# NEC 408.4(B) Source of Supply Label Acceptable to You



## jar546 (Aug 25, 2019)

With the 2017, there has been added language to the NEC in 408.4(B) that reads as follows?

_*(B) Source of Supply.* All switchboards, switchgear, and panelboards
supplied by a feeder(s) in other than one- or two-family
dwellings shall be permanently marked to indicate each device
or equipment where the power originates. The label shall be
permanently affixed, of sufficient durability to withstand the
environment involved, and not handwritten._

So the question is, what would you allow that meets the code?
1) Is a P-Touch label indoors acceptable to you?
2) Is a P-Touch label outdoors acceptable to you?
3) Would you require engraved plates?
4) How would you verify that the label was made for exterior use?


----------



## Builder Bob (Aug 26, 2019)

NO - NO - YES-YES


----------



## e hilton (Sep 5, 2019)

Yes
Yes, if it is not exposed to weather or sunlight
Yes, the cover of the panel needs an engraved plate with text like “Panel A-1”.


----------



## Builder Bob (Sep 6, 2019)

Sorry, I disagree - the P touch or any other label is using adhesive to stick to a painted finished surface.

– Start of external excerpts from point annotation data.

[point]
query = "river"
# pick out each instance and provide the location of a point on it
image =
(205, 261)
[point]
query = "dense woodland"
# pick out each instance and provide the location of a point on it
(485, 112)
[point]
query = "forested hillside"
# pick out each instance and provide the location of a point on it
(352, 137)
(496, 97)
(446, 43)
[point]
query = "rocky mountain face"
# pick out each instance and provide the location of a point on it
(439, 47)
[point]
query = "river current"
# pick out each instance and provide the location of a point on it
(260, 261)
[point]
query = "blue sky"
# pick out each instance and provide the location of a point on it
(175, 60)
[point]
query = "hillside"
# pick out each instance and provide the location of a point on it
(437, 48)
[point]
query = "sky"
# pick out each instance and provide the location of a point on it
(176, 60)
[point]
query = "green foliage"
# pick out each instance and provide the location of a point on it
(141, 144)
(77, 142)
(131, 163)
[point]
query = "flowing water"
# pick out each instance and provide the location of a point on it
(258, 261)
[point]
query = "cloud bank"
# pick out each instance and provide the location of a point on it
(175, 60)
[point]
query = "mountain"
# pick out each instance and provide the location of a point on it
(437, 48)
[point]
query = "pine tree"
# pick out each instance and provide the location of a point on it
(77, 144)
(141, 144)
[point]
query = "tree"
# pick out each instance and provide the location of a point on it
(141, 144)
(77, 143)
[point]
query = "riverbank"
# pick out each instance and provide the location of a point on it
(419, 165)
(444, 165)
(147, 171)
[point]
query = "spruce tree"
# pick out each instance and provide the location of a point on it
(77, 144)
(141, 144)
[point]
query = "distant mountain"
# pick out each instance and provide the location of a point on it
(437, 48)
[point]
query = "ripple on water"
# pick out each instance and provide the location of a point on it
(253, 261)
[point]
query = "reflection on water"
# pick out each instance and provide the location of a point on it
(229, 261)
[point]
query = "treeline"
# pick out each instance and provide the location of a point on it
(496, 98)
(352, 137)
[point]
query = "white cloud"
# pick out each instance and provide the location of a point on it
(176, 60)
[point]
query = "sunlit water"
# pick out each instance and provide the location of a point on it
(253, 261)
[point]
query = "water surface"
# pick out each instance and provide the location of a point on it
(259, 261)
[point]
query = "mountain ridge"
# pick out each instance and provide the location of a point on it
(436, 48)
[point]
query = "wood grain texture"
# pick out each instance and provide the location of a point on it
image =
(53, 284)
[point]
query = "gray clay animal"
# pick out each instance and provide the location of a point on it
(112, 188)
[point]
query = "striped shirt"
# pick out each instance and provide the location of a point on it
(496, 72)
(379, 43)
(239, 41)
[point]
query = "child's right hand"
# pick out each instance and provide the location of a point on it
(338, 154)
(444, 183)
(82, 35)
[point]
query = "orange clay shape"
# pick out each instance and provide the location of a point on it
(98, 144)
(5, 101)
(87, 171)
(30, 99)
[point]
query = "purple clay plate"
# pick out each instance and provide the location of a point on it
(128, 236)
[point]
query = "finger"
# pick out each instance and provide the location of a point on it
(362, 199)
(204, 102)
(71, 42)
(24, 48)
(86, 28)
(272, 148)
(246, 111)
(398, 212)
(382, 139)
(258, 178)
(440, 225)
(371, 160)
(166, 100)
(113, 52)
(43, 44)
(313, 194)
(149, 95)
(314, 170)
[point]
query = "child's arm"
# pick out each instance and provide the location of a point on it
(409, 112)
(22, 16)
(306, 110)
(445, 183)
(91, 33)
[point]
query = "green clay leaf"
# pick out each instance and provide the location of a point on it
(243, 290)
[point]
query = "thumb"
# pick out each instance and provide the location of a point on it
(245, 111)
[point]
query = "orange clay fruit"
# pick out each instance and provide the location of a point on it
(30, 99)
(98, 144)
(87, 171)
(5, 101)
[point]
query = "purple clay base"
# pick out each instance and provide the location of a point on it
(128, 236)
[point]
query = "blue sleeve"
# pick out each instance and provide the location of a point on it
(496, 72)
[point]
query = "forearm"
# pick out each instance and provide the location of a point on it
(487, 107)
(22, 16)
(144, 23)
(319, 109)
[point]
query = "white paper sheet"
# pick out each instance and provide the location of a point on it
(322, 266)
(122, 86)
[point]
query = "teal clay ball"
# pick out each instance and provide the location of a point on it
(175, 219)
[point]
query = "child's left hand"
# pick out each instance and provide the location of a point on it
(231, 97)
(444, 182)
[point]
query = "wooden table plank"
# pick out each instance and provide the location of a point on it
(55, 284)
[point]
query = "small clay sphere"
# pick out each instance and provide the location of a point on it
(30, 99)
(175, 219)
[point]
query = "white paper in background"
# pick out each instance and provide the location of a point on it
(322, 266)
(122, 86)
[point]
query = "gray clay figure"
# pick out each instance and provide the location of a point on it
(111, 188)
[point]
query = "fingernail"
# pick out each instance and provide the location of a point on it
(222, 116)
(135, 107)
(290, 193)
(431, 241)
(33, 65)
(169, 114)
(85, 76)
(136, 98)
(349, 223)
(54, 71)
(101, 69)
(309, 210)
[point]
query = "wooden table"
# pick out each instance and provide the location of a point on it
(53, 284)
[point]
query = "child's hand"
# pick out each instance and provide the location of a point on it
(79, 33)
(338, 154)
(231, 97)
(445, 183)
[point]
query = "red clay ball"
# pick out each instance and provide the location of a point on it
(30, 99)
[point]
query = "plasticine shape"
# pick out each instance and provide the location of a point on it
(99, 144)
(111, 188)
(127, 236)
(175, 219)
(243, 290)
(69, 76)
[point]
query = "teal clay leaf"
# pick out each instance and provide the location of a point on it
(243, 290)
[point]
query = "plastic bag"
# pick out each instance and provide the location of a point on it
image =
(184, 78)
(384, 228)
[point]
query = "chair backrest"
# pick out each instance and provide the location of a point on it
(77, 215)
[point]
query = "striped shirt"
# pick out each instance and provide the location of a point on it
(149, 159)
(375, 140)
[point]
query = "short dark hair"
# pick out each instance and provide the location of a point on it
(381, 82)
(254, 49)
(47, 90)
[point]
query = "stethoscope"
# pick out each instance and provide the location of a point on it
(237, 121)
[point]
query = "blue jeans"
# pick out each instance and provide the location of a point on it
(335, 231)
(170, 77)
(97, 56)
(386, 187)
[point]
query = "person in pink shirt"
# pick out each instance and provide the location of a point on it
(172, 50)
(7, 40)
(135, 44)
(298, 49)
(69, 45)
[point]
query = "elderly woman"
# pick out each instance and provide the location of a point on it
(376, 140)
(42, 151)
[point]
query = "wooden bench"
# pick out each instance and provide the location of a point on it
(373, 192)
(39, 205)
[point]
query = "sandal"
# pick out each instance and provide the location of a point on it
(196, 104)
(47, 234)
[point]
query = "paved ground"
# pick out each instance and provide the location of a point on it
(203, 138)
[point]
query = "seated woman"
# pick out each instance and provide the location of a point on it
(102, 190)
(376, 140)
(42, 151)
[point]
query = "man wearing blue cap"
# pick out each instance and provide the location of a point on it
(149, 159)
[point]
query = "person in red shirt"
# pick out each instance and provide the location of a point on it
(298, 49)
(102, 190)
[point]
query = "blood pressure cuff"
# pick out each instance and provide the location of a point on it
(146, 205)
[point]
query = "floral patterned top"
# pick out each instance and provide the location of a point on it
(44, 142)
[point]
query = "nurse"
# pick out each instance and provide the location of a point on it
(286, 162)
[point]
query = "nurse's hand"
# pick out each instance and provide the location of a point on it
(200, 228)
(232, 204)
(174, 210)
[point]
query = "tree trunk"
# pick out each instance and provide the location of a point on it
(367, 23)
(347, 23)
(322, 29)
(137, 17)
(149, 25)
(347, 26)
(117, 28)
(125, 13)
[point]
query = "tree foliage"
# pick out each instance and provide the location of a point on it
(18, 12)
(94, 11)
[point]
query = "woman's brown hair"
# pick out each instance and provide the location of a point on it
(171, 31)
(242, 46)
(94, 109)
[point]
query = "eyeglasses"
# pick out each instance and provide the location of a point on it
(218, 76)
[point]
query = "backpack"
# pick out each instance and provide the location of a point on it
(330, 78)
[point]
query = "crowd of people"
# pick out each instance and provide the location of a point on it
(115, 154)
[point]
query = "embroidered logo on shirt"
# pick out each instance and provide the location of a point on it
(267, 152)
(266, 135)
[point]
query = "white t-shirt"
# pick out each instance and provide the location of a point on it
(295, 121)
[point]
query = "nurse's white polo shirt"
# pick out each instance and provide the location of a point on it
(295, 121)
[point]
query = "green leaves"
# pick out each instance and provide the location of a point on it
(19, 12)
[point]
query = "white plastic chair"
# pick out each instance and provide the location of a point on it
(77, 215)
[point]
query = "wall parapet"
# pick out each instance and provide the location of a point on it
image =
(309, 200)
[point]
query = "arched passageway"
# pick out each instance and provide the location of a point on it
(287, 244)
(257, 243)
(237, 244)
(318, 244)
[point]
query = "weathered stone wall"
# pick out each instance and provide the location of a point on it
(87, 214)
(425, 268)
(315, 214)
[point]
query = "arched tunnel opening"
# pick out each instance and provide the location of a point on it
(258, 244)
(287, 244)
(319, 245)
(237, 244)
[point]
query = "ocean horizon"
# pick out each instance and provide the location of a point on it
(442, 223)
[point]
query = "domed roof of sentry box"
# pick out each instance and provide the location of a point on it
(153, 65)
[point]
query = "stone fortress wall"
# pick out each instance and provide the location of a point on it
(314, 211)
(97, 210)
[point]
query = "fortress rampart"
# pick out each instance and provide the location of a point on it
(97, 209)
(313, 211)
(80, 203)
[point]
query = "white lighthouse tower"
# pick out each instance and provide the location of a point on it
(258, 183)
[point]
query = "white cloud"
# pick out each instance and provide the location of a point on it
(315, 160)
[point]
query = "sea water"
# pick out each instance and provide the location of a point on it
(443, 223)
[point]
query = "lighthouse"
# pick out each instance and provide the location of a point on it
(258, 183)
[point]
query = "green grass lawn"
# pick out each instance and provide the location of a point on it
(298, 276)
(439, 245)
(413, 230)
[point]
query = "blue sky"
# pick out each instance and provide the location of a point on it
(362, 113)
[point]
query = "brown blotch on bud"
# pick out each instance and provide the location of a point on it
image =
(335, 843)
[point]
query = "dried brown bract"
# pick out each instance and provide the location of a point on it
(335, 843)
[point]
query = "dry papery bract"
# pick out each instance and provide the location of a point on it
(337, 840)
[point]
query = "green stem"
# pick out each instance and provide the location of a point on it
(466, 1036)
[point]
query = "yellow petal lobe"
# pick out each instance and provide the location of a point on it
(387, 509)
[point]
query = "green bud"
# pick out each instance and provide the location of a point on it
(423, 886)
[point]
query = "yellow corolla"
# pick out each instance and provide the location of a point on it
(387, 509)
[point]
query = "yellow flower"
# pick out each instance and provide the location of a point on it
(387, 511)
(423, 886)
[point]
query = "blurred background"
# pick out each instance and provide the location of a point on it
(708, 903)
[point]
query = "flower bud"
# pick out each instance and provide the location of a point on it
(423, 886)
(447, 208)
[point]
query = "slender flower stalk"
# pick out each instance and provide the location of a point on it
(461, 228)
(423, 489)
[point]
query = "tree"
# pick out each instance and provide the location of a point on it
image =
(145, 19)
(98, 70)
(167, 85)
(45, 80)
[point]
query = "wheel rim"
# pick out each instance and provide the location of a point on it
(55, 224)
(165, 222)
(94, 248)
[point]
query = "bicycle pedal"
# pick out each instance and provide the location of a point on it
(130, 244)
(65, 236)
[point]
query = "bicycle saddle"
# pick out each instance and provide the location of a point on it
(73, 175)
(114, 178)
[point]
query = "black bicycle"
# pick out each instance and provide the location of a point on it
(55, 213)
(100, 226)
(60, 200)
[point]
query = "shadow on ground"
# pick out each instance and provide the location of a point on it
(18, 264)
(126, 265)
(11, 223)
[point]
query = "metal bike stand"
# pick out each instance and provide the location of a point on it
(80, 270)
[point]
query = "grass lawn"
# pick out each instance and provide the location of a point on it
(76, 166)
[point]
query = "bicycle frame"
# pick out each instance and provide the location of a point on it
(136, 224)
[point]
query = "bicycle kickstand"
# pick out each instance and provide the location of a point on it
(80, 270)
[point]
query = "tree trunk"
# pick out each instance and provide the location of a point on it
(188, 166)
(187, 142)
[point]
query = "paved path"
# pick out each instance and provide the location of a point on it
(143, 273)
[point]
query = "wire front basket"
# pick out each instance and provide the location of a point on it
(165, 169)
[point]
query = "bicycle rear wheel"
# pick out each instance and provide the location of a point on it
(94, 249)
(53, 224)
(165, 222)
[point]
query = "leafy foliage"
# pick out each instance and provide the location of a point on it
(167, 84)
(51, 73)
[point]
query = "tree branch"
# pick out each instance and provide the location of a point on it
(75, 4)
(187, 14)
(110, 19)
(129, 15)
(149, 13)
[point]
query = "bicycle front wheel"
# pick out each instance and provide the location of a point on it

Down here in the sunny south - two things happen - humidity and heat - Electrical closets are notorious for not being conditioned and usually have a condensate drain hub or some other plumbing fixture which allows humidity to build up and the P touch label lands in the drain which causes the piping to clog and a plumber has to roto rooter the drain hub out.



End of true story.


----------